Ford, the second-largest U.S. automaker, will soon name Mark Fields its next chief executive and reveal when current CEO Alan Mulally will retire from the company he is credited with saving, according to two people familiar with the pending announcement.
Mulally, 68, will step down before the end of the year and be succeeded by Fields, 53, now chief operating officer, according to the people, who asked not to be identified revealing internal plans. Ford may announce the moves as soon as May 1, the people said.
“We take succession planning very seriously and we have succession plans in place for each of our key leadership positions,” said Susan Krusel, a Ford spokeswoman. “For competitive reasons, we don’t discuss our succession plans externally.”
Mulally is credited with cultivating a more collaborative environment at Ford, which had long been characterized by executive infighting and backbiting. Fields was among the first executives to switch to the more cooperative style Mulally introduced.

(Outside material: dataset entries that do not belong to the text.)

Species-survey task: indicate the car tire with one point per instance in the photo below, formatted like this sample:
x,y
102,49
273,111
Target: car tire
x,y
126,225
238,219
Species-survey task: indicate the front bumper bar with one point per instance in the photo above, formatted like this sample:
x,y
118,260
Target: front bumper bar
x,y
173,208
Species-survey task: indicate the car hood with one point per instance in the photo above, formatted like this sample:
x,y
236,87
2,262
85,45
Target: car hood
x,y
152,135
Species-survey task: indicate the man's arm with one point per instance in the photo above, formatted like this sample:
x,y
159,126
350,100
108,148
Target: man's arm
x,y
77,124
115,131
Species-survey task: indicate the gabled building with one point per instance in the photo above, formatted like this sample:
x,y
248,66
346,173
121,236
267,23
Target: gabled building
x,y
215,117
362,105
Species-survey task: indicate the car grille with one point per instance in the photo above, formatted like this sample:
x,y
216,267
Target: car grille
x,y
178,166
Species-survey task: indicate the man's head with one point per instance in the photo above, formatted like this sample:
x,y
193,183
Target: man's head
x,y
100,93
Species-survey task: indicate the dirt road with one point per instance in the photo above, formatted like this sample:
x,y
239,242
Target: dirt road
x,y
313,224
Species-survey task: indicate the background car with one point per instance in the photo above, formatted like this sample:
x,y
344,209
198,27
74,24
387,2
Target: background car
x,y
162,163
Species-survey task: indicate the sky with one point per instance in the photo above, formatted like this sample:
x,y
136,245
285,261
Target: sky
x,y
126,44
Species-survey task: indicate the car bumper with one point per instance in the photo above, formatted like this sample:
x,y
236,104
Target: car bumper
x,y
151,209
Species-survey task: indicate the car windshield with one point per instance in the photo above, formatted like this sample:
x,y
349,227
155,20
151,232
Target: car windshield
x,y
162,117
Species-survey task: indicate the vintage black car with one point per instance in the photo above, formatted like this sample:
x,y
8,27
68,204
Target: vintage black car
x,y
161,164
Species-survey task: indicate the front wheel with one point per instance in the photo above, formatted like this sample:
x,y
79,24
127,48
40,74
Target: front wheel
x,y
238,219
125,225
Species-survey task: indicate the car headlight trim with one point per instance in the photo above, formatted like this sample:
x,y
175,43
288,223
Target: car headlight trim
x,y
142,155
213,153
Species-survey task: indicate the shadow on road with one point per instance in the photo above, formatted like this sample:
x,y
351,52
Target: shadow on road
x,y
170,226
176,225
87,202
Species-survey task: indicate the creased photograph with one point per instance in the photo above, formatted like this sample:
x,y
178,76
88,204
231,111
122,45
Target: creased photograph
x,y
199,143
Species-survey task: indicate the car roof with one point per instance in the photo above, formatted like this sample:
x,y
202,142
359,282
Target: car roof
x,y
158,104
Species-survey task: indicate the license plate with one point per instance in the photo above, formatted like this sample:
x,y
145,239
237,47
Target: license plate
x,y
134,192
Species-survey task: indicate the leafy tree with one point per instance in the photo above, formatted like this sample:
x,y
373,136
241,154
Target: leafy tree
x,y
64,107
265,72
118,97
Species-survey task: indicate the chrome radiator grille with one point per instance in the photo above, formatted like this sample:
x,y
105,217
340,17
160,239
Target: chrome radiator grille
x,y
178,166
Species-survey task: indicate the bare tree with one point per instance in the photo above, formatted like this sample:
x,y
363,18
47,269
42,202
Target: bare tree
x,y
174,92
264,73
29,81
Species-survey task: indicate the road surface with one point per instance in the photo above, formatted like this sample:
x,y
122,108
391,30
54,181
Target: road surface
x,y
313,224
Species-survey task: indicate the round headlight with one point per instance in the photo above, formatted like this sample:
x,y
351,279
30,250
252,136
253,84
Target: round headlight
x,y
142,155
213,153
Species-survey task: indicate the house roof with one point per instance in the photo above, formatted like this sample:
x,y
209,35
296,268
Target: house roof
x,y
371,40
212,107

The transition will bring an end to a storied chapter in Ford’s history, in which the automaker narrowly avoided bankruptcy thanks to Mulally’s management and a bet-the-business $23 billion loan.
Mulally signed off on the loan shortly after arriving from Boeing in 2006 and turned around the automaker by slashing costs and overhauling its lineup with stylish, fuel-efficient models that have won over a new generation of drivers.
“A lot of great CEOs leave and then there’s chaos behind them,” said Executive Chairman Bill Ford, great-grandson of founder Henry Ford, last week. “Alan and I have talked about that — the importance of the final act of a great CEO is having a great transition.”
Ford is planning to make this announcement now to provide clarity on its leadership and an orderly transition of power, the people said.
Fields emerged as Mulally’s likely successor when he was promoted to COO in December 2012. Ford had said that Mulally would stay through 2014.
“There were these rumblings about how long Mulally was going to stay and that caused a distraction,” said Karl Brauer, senior analyst with auto researcher Kelley Blue Book. “They decided ‘We’re not going to wait until everybody’s jabbing them about what’s going on at Ford.’ They’re taking control of the situation and saying, ‘Mulally is leaving and Fields is coming in.’ ”
Mulally will not fade from view in retirement to pursue his passions for golf and tennis, the people said.
Rather, he is lining up a post-Ford position that will keep him involved in corporate governance or business policy, they said. Last year, Microsoft considered Mulally as its next CEO until he took himself out of the running in January.
Fields, a 25-year veteran of Ford, was tapped to become Ford’s No. 2 executive after leading the automaker’s North American operations from deep losses to record profits.
Under Mulally and Fields, Ford managed to avoid the bailouts and bankruptcies that befell the predecessors of General Motors and Chrysler Group.
Ford has earned $42.3 billion in the past five years after losing $30.1 billion from 2006 through 2008.
Last year, surging sales of Escape SUVs, F- Series pickups and Fusion sedans helped drive Ford’s pretax earnings in North America to a record $8.78 billion.
Last year, Mulally’s compensation at Ford rose 11 percent to $23.2 million, according to the proxy statement the company filed last month.